The answer to the question raised at the outset of this blog may well, then, be a cautious ‘yes’. Any steps towards more permanent ‘virtual’ arrangements would, of course, need to be carefully considered once the crisis has abated. At that stage more active resistance could be anticipated and some of the organisational challenges that have historically made parliaments slow to take up digital technology could re-emerge.
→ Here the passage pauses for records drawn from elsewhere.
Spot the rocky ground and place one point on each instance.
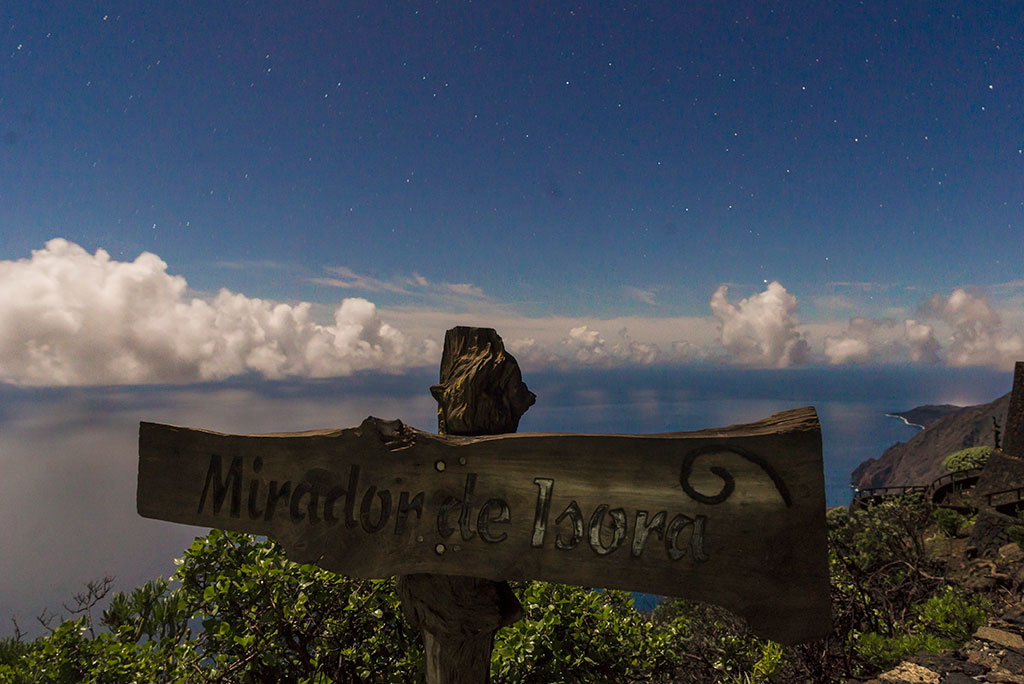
(996, 651)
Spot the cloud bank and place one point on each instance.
(762, 329)
(71, 317)
(957, 330)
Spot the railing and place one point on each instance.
(862, 497)
(1017, 492)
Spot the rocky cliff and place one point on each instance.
(920, 460)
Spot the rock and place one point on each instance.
(957, 678)
(979, 576)
(1011, 553)
(909, 673)
(1000, 637)
(989, 533)
(1013, 661)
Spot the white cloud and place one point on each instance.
(924, 348)
(762, 329)
(71, 317)
(865, 340)
(977, 334)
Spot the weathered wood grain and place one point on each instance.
(733, 516)
(480, 391)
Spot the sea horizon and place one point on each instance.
(70, 455)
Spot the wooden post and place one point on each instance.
(480, 392)
(1013, 437)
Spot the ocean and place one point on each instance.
(69, 456)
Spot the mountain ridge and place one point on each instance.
(919, 461)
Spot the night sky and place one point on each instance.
(558, 162)
(256, 218)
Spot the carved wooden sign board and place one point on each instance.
(733, 516)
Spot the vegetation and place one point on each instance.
(973, 457)
(237, 610)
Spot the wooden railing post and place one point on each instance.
(480, 392)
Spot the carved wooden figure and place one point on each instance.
(480, 392)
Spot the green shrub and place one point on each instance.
(973, 457)
(946, 620)
(884, 651)
(948, 520)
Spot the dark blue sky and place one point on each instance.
(551, 155)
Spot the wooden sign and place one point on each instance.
(733, 516)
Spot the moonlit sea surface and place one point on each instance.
(69, 457)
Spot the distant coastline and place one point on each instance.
(922, 417)
(903, 418)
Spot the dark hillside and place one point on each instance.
(920, 460)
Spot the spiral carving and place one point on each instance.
(728, 481)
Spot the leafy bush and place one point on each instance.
(973, 457)
(948, 520)
(944, 621)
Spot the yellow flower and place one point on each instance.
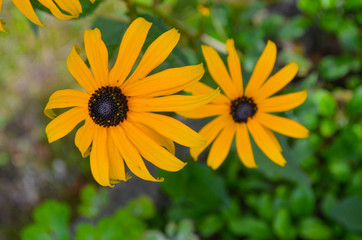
(240, 112)
(119, 114)
(56, 7)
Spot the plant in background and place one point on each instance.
(73, 8)
(119, 122)
(240, 112)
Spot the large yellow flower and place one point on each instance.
(72, 7)
(120, 122)
(240, 112)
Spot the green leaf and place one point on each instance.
(302, 201)
(314, 229)
(332, 68)
(354, 105)
(309, 6)
(184, 188)
(142, 207)
(348, 212)
(325, 101)
(210, 225)
(294, 28)
(282, 225)
(250, 227)
(92, 201)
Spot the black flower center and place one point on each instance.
(243, 108)
(108, 106)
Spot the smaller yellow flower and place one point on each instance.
(72, 7)
(242, 111)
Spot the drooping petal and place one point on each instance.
(218, 71)
(198, 88)
(64, 123)
(221, 146)
(80, 72)
(64, 99)
(70, 6)
(282, 125)
(168, 127)
(97, 55)
(210, 131)
(151, 151)
(277, 81)
(208, 110)
(283, 102)
(264, 142)
(131, 155)
(234, 67)
(262, 69)
(166, 82)
(84, 136)
(156, 53)
(129, 50)
(170, 103)
(54, 9)
(158, 138)
(117, 170)
(27, 9)
(243, 146)
(274, 138)
(99, 159)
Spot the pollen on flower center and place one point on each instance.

Nevertheless, it would be odd if the major innovations resulting from the necessity of the present situation did not, in time, have at least some longer-term implications, for Westminster and for other parliaments elsewhere. It will therefore be well worth monitoring the operation of the ‘temporary’ procedures and their reception over the next few weeks and beyond.


The views and opinions expressed in this post are those of the author(s) and not necessarily those of the Bennett Institute for Public Policy.